See this headline, for example, from The Telegraph:
So, where has this information come from?
To be fair to those reporting it, there has been a landmark Australian study suggesting that Vitamin B3 (found in that love-it-or-hate-it Marmite jar) could one day help treat critical molecular deficiencies in pregnant women.
BUT (and there is a but, in fact there are 2):
- the study only targeted a very specific gene variant that’s thought to cause birth anomalies
- it only tested the effect of Vitamin B3 on mice, not humans.
Mice bred to have the same mutations, and who also had miscarriages or offspring with defects, were given vitamin B3 supplements. All went on to have healthy babies.
We know that miscarriage can occur for all sorts of reasons, and as this study focused on a very specific gene mutation only, we simply can’t go on to say for sure that the use of vitamin B3 would therefore prevent all miscarriages.
In addition, while Marmite does contain vitamin B3, if it did become common wisdom to take the vitamin it would be more sensible to do so in supplement form as advised by a GP.
(Too much vitamin B3 isn’t actually good for you: high long-term doses can cause liver damage).
What do the experts say?
This story has caused such a storm the NHS has posted at length about the study on its website, saying this:
“The UK media were arguably guilty of taking the study’s press release at face value, and we suspect some journalists didn’t actually read the study itself.
“The much quoted statement from the lead author – “This has the potential to significantly reduce the number of miscarriages and birth defects around the world, and I do not use those words lightly” – is currently not supported by the evidence.
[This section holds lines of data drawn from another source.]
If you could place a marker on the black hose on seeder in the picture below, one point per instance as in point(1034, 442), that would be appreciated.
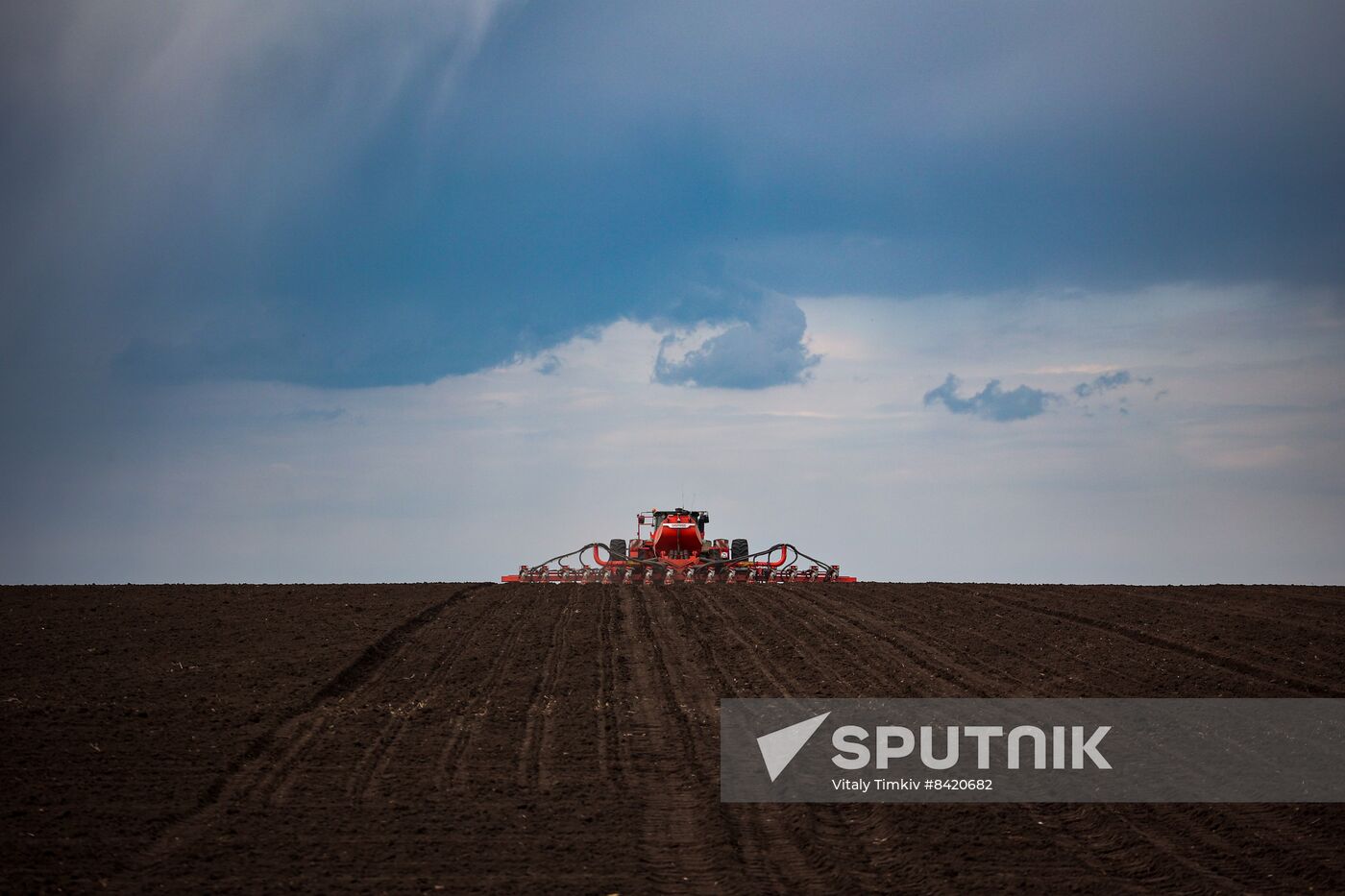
point(622, 568)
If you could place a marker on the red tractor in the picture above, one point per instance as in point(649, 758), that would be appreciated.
point(675, 549)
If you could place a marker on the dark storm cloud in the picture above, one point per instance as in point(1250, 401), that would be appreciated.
point(766, 350)
point(339, 197)
point(991, 402)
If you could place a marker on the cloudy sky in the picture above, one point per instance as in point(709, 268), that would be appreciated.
point(347, 292)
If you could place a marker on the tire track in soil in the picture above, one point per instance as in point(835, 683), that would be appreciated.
point(1095, 833)
point(252, 770)
point(820, 839)
point(1231, 664)
point(466, 722)
point(1313, 630)
point(537, 727)
point(767, 837)
point(376, 761)
point(679, 851)
point(1051, 675)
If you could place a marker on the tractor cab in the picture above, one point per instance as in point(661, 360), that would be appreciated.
point(678, 533)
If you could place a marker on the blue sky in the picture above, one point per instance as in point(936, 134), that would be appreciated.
point(1008, 291)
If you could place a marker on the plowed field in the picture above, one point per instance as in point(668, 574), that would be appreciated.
point(564, 738)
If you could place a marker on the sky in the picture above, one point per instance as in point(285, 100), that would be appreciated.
point(424, 291)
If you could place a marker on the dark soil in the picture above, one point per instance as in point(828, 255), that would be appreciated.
point(564, 738)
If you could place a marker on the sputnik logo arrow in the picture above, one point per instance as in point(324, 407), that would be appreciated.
point(780, 747)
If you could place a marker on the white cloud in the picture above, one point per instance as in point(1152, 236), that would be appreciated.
point(1235, 475)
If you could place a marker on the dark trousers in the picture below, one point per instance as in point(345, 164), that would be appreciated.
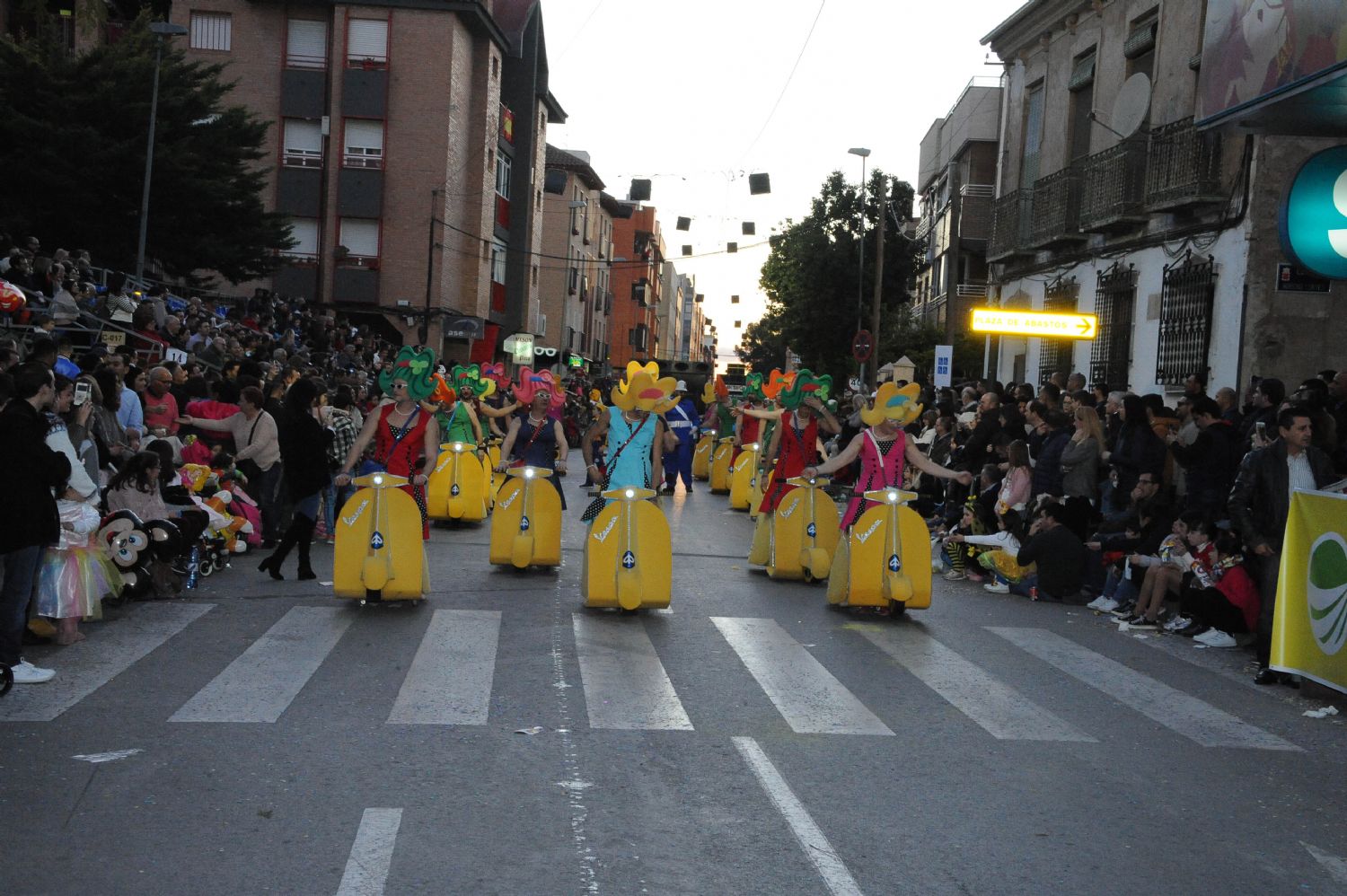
point(1265, 570)
point(1209, 605)
point(678, 464)
point(21, 569)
“This research doesn’t necessarily translate into reducing miscarriages in women. Miscarriages and birth defects happen for a range of reasons, not just because of one rare genetic mutation that reduces vitamin B3.”
The bottom line
The NHS says that future research needs to be done to see if the results of this study would be the same on humans.
It also goes on to reiterate current NICE (National Institute for Health and Care Excellence) guidelines for pregnant women, to take the following supplements:
- folic acid (400mcg per day)
- vitamin D (10mcg per day) supplements.
Multivitamin supplements aren’t recommended as these often contain vitamin A, which can cause birth defects.
If you have other queries or aren’t sure about what you should or shouldn’t be taking when pregnant – talk to your doctor.